Brazil plane crash kills 19 people


  • World
  • Saturday, 01 Apr 2006

RIO DE JANEIRO, Brazil (Reuters) - A Brazilian plane crashed into a mountainside as it carried passengers from the oil town of Macae to Rio de Janeiro, killing all 19 people onboard, rescue services and the airline said on Saturday. 

Team Empresa Aerea airline said two crew members and 17 passengers died in the Friday night crash of the twin engine LET 410 near Saquarema city, about 60 miles east of Rio de Janeiro. 

The dead included employees of the construction company Hochtief, which is building an administrative complex for the state-run energy company Petrobras in Macae, Team official David Faria said. They were heading home for the weekend. 

The plane left Macae, the base for offshore oil operations in Rio de Janeiro state, for the 40-minute flight to Rio de Janeiro city about 110 miles to the southwest. 

Contact was lost with the plane about 20 minutes after take-off, he said 

"Local residents heard the noise of the airplane then it collided with a mountain," Faria told Reuters. 

A fire brigade official in Saquarema said the plane went down in a mountainous region between Saquarema and Rio Bonito.
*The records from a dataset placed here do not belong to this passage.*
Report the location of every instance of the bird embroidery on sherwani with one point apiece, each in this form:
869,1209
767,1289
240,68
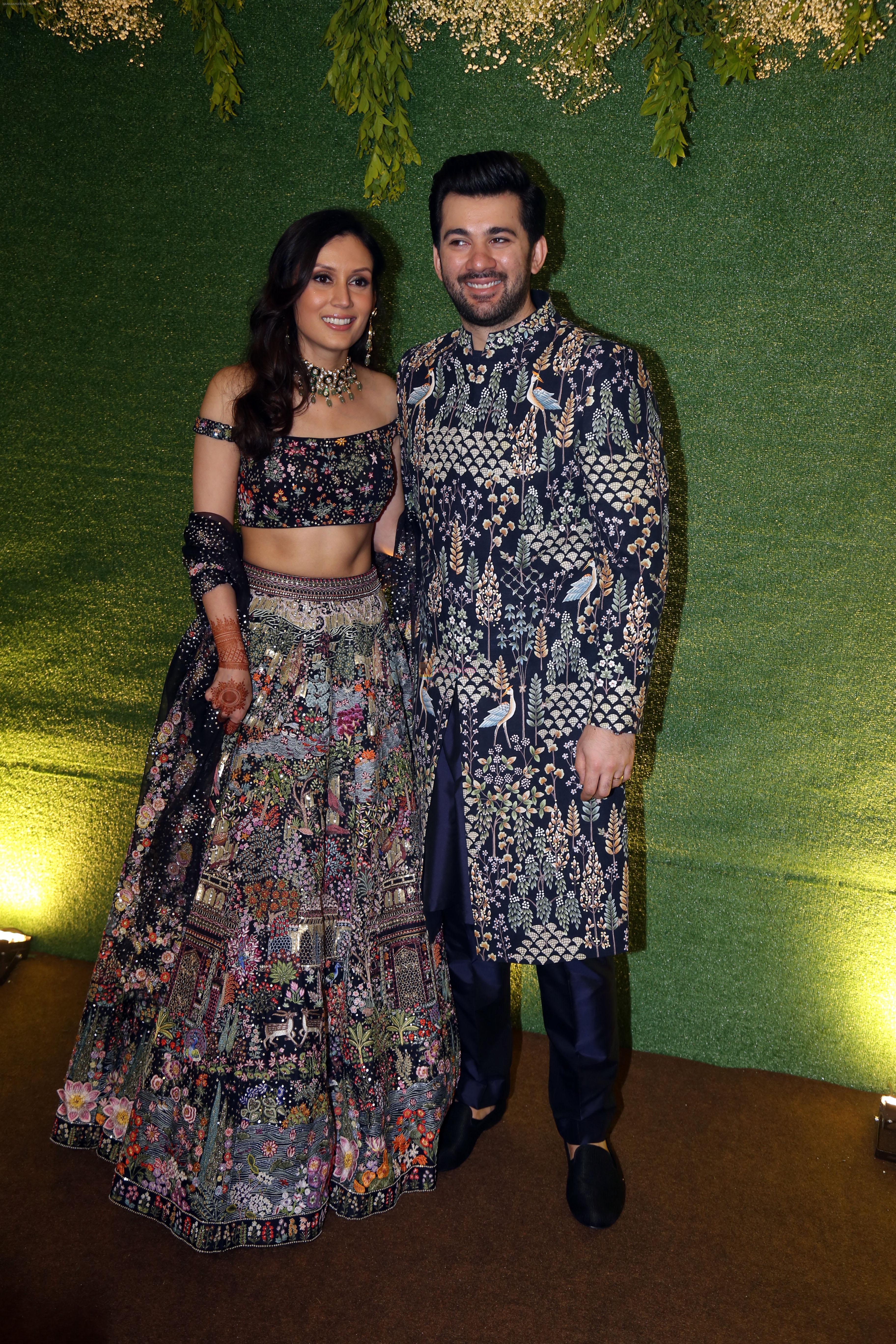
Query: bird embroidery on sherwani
536,498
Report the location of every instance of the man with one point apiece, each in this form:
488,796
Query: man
536,495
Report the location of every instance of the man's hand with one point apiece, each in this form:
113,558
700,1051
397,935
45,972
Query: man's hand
604,761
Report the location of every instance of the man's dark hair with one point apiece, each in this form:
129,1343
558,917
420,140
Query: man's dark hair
488,174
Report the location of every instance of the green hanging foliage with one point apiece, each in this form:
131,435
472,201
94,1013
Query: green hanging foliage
371,62
221,54
567,46
89,22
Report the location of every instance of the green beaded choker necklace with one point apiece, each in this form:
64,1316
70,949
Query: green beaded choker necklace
332,382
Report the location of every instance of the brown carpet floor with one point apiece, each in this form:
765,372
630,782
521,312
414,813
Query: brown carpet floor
757,1212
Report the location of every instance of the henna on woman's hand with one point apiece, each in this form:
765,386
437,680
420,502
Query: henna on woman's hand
229,642
229,697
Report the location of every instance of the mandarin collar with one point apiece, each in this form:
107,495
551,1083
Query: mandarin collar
543,319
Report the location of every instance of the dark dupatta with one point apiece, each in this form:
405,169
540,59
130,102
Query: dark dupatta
126,1013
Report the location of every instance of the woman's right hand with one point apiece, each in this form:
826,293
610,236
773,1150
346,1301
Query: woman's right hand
232,694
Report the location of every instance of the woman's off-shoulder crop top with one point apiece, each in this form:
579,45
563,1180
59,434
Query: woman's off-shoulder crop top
315,482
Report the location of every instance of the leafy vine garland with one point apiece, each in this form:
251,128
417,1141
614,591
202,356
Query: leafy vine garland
567,48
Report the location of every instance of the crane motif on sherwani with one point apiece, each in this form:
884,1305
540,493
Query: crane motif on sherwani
536,498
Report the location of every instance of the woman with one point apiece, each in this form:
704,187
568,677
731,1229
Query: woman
268,1030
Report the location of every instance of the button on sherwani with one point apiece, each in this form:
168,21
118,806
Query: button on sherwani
538,494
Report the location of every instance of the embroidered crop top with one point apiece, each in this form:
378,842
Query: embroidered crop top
314,482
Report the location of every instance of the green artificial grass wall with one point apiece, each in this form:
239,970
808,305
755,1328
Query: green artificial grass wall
758,280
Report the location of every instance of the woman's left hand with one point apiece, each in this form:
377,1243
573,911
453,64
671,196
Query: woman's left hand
232,694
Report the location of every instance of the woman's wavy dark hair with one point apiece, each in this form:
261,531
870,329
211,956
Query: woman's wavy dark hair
266,409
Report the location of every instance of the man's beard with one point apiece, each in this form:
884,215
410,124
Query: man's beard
488,315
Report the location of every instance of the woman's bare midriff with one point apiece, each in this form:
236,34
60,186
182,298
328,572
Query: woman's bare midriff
314,553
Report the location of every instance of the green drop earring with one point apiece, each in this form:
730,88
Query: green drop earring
370,341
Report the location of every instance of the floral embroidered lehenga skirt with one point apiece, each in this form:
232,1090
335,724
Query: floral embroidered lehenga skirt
269,1031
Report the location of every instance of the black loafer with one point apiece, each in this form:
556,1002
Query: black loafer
460,1132
596,1186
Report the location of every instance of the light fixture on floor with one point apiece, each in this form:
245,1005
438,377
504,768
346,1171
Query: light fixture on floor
14,947
887,1130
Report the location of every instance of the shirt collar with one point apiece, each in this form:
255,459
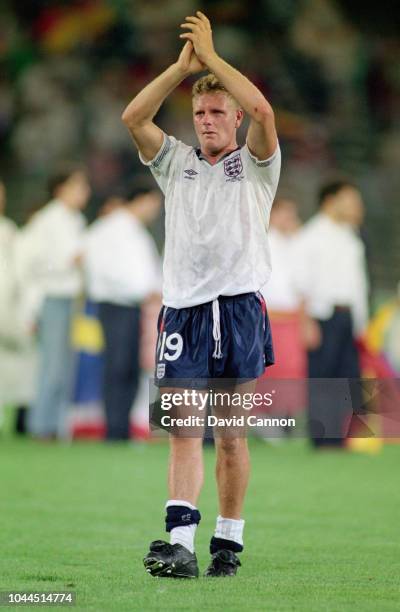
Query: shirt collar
201,156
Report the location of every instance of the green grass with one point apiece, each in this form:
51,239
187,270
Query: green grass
322,530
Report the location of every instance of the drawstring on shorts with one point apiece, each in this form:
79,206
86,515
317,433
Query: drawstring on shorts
217,354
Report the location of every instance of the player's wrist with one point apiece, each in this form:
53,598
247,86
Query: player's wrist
181,71
209,59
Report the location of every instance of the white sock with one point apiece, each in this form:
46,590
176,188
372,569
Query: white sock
182,535
229,529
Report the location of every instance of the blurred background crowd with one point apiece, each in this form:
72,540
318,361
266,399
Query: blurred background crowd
330,69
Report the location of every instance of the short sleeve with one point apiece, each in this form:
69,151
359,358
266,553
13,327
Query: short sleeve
267,170
161,166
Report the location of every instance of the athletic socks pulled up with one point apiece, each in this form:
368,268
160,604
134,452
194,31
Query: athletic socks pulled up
228,535
181,522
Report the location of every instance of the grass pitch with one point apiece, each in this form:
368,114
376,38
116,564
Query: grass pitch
322,530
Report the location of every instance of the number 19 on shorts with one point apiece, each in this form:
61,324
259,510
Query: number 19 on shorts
171,346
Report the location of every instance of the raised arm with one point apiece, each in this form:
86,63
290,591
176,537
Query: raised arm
138,115
261,136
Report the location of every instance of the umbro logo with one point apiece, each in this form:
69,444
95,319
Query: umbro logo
190,174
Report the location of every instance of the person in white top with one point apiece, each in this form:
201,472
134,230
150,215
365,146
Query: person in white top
213,324
331,278
123,269
283,301
50,262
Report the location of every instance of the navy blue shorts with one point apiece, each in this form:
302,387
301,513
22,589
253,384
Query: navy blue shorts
230,339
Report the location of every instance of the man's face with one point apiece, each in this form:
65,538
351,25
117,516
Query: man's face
349,206
215,121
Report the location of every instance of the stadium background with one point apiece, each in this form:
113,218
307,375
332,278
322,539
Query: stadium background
330,69
77,516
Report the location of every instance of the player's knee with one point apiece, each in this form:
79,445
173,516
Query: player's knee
231,446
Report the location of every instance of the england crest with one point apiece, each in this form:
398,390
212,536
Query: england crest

The terrain had made the recovery operation difficult and rescuers did not reach the site until early Saturday morning. 

The aircraft was completely destroyed, the official said. 
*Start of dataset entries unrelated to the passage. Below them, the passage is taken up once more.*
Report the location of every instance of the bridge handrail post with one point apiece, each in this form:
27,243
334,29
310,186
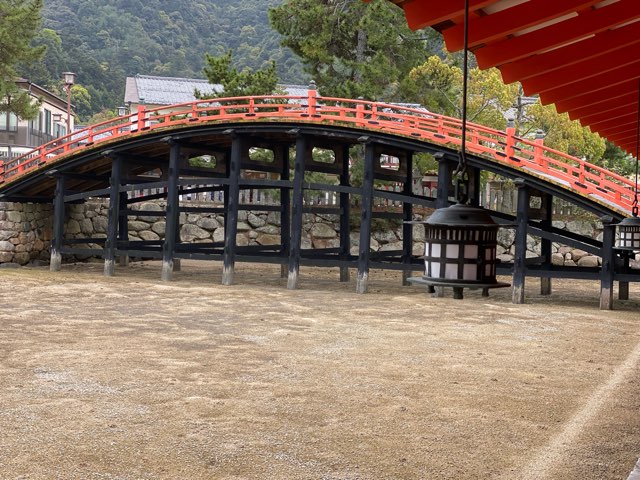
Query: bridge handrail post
510,140
311,99
538,152
359,111
140,118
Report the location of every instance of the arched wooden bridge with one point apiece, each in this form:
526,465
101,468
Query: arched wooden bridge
154,148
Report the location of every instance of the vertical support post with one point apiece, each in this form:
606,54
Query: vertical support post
519,261
608,263
474,186
345,211
285,209
444,181
366,211
232,204
296,211
123,228
172,213
623,287
407,216
545,244
114,216
58,226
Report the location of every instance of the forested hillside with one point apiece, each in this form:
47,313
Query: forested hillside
105,40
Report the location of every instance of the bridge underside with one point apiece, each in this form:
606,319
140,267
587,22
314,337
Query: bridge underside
224,159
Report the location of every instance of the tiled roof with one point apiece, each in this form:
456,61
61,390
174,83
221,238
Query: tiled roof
155,90
165,90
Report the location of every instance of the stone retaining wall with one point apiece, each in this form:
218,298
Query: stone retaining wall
25,232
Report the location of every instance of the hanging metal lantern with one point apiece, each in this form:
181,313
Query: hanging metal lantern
460,249
629,234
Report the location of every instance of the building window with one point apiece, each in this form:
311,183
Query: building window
8,122
47,122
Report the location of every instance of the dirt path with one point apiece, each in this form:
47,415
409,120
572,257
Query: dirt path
131,378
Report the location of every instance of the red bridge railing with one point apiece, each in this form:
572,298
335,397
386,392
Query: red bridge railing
503,147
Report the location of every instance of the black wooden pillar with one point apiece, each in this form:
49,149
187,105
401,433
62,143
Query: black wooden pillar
285,209
608,263
114,216
519,261
366,211
623,287
296,211
445,171
444,181
407,216
345,212
123,228
58,226
172,212
232,206
545,244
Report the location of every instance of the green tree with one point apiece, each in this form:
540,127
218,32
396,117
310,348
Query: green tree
220,71
437,85
351,49
18,26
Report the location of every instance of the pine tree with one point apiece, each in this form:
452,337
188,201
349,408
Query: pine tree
351,48
219,71
19,23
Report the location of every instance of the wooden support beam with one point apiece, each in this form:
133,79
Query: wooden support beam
172,212
345,209
519,261
123,228
545,243
114,216
444,181
302,152
407,216
362,284
232,201
285,212
58,225
607,271
623,287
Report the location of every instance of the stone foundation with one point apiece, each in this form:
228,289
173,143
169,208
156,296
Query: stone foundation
25,232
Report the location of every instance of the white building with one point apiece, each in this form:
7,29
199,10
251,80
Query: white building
18,136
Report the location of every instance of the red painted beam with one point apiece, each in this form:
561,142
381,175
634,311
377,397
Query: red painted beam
623,138
604,106
617,131
425,13
586,24
586,100
591,85
611,114
592,67
601,44
619,124
484,30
Faria said no problems were reported with the plane before contact was lost. The cause of the crash was not yet known. 

"The pilot had a lot of experience, more than 30 years experience," he said. 
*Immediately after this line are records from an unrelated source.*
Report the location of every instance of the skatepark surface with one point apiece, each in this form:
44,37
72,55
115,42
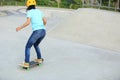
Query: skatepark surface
82,44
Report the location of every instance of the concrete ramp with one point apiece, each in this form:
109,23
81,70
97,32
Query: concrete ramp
65,49
92,27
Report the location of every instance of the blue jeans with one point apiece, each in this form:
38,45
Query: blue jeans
35,39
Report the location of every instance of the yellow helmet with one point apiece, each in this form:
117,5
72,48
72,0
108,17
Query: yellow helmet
30,2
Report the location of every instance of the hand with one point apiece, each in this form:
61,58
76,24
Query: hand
18,29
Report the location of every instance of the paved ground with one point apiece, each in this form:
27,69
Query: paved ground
66,57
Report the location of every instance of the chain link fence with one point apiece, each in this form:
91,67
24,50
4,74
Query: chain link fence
102,4
73,4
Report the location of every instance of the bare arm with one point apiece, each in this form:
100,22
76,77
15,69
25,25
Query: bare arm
24,25
44,21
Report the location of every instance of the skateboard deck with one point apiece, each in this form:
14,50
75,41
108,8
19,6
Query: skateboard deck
31,64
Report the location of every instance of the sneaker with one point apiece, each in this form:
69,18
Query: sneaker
25,64
39,60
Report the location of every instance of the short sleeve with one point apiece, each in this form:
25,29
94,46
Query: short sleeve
28,14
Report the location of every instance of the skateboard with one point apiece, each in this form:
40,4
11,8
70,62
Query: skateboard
31,65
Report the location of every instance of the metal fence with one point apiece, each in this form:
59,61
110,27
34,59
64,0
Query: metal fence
102,4
109,4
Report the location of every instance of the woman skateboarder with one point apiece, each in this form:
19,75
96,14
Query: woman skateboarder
38,21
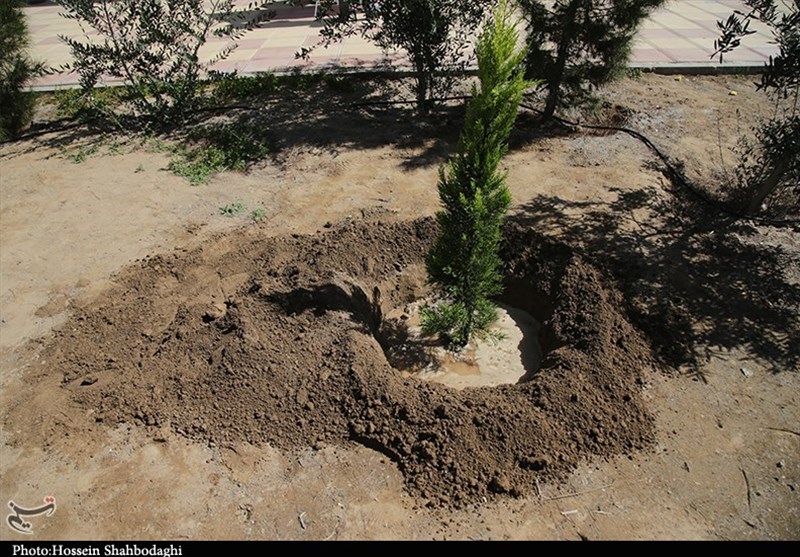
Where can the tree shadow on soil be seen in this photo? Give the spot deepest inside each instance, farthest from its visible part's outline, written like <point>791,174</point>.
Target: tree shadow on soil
<point>694,282</point>
<point>307,113</point>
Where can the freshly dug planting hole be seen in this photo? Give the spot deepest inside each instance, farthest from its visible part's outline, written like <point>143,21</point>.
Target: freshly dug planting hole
<point>502,358</point>
<point>276,340</point>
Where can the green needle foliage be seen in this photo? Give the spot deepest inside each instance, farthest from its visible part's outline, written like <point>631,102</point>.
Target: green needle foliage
<point>16,104</point>
<point>465,262</point>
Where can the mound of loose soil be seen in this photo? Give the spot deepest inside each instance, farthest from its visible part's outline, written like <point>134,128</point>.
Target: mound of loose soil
<point>278,340</point>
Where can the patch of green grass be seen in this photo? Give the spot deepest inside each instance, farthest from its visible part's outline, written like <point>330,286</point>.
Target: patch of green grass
<point>233,209</point>
<point>258,214</point>
<point>217,148</point>
<point>241,87</point>
<point>77,104</point>
<point>103,144</point>
<point>633,73</point>
<point>82,153</point>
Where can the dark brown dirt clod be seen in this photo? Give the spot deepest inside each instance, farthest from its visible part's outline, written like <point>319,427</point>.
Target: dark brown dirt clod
<point>274,341</point>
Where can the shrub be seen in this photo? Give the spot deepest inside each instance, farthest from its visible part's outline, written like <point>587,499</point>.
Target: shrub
<point>578,44</point>
<point>770,162</point>
<point>464,262</point>
<point>16,69</point>
<point>154,46</point>
<point>434,33</point>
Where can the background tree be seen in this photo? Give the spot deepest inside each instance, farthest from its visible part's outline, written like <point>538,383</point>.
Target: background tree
<point>16,69</point>
<point>464,263</point>
<point>154,46</point>
<point>435,33</point>
<point>771,160</point>
<point>577,44</point>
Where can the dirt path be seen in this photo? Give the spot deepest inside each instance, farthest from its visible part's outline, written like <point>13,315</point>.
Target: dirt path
<point>716,301</point>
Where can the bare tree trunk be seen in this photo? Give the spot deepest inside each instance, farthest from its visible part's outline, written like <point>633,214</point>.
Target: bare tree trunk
<point>561,60</point>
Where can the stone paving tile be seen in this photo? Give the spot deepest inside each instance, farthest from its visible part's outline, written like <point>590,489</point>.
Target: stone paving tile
<point>681,33</point>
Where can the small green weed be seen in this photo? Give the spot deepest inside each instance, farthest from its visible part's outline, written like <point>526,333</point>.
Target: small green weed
<point>215,149</point>
<point>258,214</point>
<point>232,209</point>
<point>241,87</point>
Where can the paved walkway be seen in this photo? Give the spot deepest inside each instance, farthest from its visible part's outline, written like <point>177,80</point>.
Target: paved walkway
<point>677,38</point>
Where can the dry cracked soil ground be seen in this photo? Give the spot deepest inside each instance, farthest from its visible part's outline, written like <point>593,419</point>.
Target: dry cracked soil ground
<point>172,372</point>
Two air force helicopters ferried the corpses to a government mortuary in Rio de Janeiro. All were badly burnt and mutilated, Roger Ancilotti, head of the Legal Medical Institute, told Agencia Estado local news agency. Most will need to be identified using DNA tests, he added. 

A Hochtief official said its employees were heading to Rio to catch a shuttle flight to Sao Paulo to spend the weekend at home. 

The Rio-based airline was set up six years ago mainly to serve personnel in Brazil's oil industry.